16 of the Best Job Interview Questions to Ask Candidates( And What to Seem for in Their Answer)

How luck are you and why? How many times heavier than a mouse is an elephant? How many square feet of pizza are ingested in the United States each year?

Hiring directors have heard about use these “creative” questions to identify the best candidates. Fortunately for intelligent and qualified candidates everywhere, analyses have found that the brainteaser interview topics made famous by Silicon Valley and Wall Street are just as silly as they sound.( In fact, Google started to phase out brainteasers from its interviews several years ago .)

But when you’re interviewing people to join your team, you have to get creative. After all, there’s merely so much topics like “What’s your biggest weakness? ” and “Are you a team player? ” reveal about who your nominees genuinely are.

To help give you some notions for the next time you’re screening nominees, here are some of the best job interview questions to ask with the answers you should expect.

16 of the Best Interview Questions& Answers to Use in Your Next Job Interview

1) “Tell me about a time you set difficult aims. What did you do to achieve them? Stroll me through the process and purpose.”

If you’re looking for a candidate who is goal-oriented and results-driven — as most hire directors are — then this question will assist you gauge whether they’ll be able to handle the audacious objectives you have in store for them. A great answer shows they understand what difficult goals are, and they set a lot of attempt into attaining their goals while maintaining a high standard of run quality.

2) “Pitch[ name of your company] to me as if I were buying your product/ service.”

This is a unique and more challenging approach to the generic “What does our company do? ” question. It forces candidates to drum up the research they’ve done to prepare for the interview, and also to craft a compelling message on the fly.

This will come more naturally to some nominees than others — for example, someone interviewing for a sales or marketing posture might find it easier than person interviewing for a more internal-facing role — and that’s okay. You aren’t necessarily assessing their delivery. But it’ll be interesting to see how each candidate supposes through and dedicates their answer.

3) “Tell me about the relationships you’ve had with the people you’ve worked with.
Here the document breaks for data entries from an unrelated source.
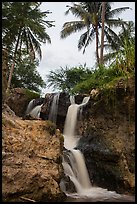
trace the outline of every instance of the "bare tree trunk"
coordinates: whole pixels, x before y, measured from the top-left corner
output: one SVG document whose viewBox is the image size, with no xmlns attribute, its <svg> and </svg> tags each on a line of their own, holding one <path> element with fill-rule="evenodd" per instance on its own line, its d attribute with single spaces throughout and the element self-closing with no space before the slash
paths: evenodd
<svg viewBox="0 0 137 204">
<path fill-rule="evenodd" d="M 102 2 L 102 33 L 101 33 L 101 50 L 100 50 L 100 64 L 103 64 L 103 49 L 104 49 L 104 22 L 105 22 L 105 5 L 106 2 Z"/>
<path fill-rule="evenodd" d="M 21 33 L 21 32 L 20 32 L 20 33 Z M 12 63 L 12 65 L 11 65 L 11 69 L 10 69 L 10 73 L 9 73 L 9 78 L 8 78 L 8 84 L 7 84 L 6 93 L 9 92 L 10 85 L 11 85 L 11 79 L 12 79 L 12 74 L 13 74 L 13 70 L 14 70 L 14 66 L 15 66 L 15 60 L 16 60 L 17 49 L 18 49 L 19 40 L 20 40 L 20 33 L 19 33 L 19 35 L 18 35 L 17 44 L 16 44 L 16 47 L 15 47 L 15 52 L 14 52 L 14 57 L 13 57 L 13 63 Z"/>
<path fill-rule="evenodd" d="M 98 26 L 96 25 L 96 58 L 97 63 L 99 64 L 99 54 L 98 54 Z"/>
</svg>

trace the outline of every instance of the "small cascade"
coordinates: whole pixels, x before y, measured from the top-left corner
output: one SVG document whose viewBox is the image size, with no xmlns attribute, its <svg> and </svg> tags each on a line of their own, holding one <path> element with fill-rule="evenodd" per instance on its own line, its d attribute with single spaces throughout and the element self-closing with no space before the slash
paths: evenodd
<svg viewBox="0 0 137 204">
<path fill-rule="evenodd" d="M 40 111 L 41 111 L 41 107 L 43 104 L 35 106 L 29 113 L 30 116 L 32 116 L 33 118 L 40 118 Z"/>
<path fill-rule="evenodd" d="M 66 178 L 69 177 L 75 186 L 76 192 L 71 192 L 72 190 L 68 187 L 68 185 L 70 185 L 68 179 L 62 179 L 60 187 L 70 199 L 85 199 L 92 202 L 109 201 L 110 199 L 114 201 L 120 199 L 132 200 L 130 196 L 117 194 L 115 191 L 108 191 L 101 187 L 92 186 L 84 156 L 80 150 L 76 149 L 80 139 L 80 136 L 76 135 L 75 132 L 78 112 L 88 103 L 89 98 L 90 97 L 85 97 L 79 105 L 72 103 L 68 108 L 63 131 L 64 147 L 66 150 L 64 151 L 62 165 Z"/>
<path fill-rule="evenodd" d="M 56 93 L 53 97 L 53 101 L 50 108 L 50 113 L 48 120 L 54 122 L 56 124 L 57 120 L 57 112 L 58 112 L 58 102 L 59 102 L 60 93 Z"/>
<path fill-rule="evenodd" d="M 29 102 L 29 104 L 28 104 L 28 106 L 27 106 L 27 110 L 26 110 L 26 112 L 25 112 L 26 115 L 29 114 L 30 111 L 34 108 L 34 101 L 35 101 L 35 99 L 32 99 L 32 100 Z"/>
<path fill-rule="evenodd" d="M 75 104 L 75 96 L 74 95 L 70 95 L 70 103 Z"/>
<path fill-rule="evenodd" d="M 32 99 L 26 109 L 25 115 L 30 115 L 33 118 L 40 118 L 41 107 L 43 105 L 43 99 Z"/>
</svg>

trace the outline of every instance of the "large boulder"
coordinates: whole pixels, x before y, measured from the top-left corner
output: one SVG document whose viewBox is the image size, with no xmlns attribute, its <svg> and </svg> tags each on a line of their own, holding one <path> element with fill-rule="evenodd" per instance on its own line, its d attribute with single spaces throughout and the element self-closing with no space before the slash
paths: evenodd
<svg viewBox="0 0 137 204">
<path fill-rule="evenodd" d="M 3 202 L 62 201 L 60 131 L 49 121 L 21 120 L 8 106 L 2 125 Z"/>
</svg>

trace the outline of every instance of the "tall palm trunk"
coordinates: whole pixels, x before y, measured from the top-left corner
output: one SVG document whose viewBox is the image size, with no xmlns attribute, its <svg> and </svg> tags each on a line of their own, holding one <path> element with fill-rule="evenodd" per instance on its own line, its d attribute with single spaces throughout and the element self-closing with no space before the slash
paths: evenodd
<svg viewBox="0 0 137 204">
<path fill-rule="evenodd" d="M 14 70 L 14 66 L 15 66 L 15 60 L 16 60 L 16 54 L 17 54 L 18 45 L 19 45 L 19 40 L 20 40 L 20 34 L 21 34 L 21 30 L 20 30 L 20 32 L 19 32 L 18 39 L 17 39 L 17 43 L 16 43 L 16 46 L 15 46 L 14 57 L 13 57 L 13 63 L 12 63 L 12 65 L 11 65 L 11 69 L 10 69 L 10 73 L 9 73 L 9 78 L 8 78 L 6 93 L 9 92 L 10 85 L 11 85 L 11 79 L 12 79 L 12 74 L 13 74 L 13 70 Z"/>
<path fill-rule="evenodd" d="M 103 64 L 103 49 L 104 49 L 104 22 L 105 22 L 105 5 L 106 2 L 102 2 L 102 32 L 101 32 L 101 50 L 100 50 L 100 64 Z"/>
<path fill-rule="evenodd" d="M 97 63 L 99 64 L 99 53 L 98 53 L 98 26 L 95 26 L 96 30 L 96 58 L 97 58 Z"/>
</svg>

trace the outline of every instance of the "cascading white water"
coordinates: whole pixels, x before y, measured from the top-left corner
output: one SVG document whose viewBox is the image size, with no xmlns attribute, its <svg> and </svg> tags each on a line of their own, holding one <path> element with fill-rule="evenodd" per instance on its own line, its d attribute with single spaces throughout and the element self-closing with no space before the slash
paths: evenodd
<svg viewBox="0 0 137 204">
<path fill-rule="evenodd" d="M 93 187 L 91 185 L 87 167 L 85 164 L 84 156 L 80 150 L 74 149 L 77 146 L 80 137 L 76 135 L 75 129 L 77 125 L 78 111 L 81 107 L 85 106 L 89 101 L 89 97 L 85 97 L 80 105 L 72 103 L 66 115 L 65 126 L 64 126 L 64 147 L 68 150 L 65 159 L 63 157 L 63 168 L 66 176 L 69 176 L 70 180 L 73 182 L 76 193 L 68 192 L 66 188 L 66 181 L 62 181 L 60 187 L 62 191 L 68 197 L 77 199 L 87 199 L 92 202 L 96 201 L 108 201 L 108 200 L 131 200 L 134 198 L 117 194 L 115 191 L 108 191 L 101 187 Z M 74 100 L 73 100 L 74 102 Z"/>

How would you describe the best ones? The worst? “

Each team is different, so this question helps you tease out whether the candidate would be happy, productive, and well liked on your team. Their answer will tell you how they interact with others — and which kinds of interactions they want to happen.

Many candidates are hesitant to bad-mouth their coworkers and bosses, so it will also be interesting for you to hear how they navigate a question about their worst working relationships.

4) “What single project or undertaking would you consider your most significant career accomplishment to date?

Lou Adler, writer of The Essential Guide for Hiring& Getting Hired and Hire With Your Head, spent ten years searching for the single, best interview question that will disclose whether to hire or not hire successful candidates — and this was the one. Candidates’ answers will tell you about their prior success and sense of ownership. A great answer will show they are confident in their work and professional choices while being humble and dedicating credit to others.

5) “What have you done professionally that you succeeded at, but isn’t its own experience you’d want to repeat? “

A candidate’s answer to this question will give you an idea of how they viewed work they weren’t very happy with, which is bound to happen to everyone in every task at one point or another. HubSpot’s VP of Global Customer Support Michael Redbord tells candidates’ answers generally fall into a few categories 😛 TAGEND Something menial( e.g. envelope-stuffing ). Pay attention to whether they understand the value of this getting done for the business, or whether they just think they’re too good for a task like that. Something really hard. Why was it hard? Was it because it was poorly planned, poorly executed, or something else? Where do they set the blame on it being such an unpleasant experience? Something team-related. Follow up with questions about the team, what their role on the team was, and so on.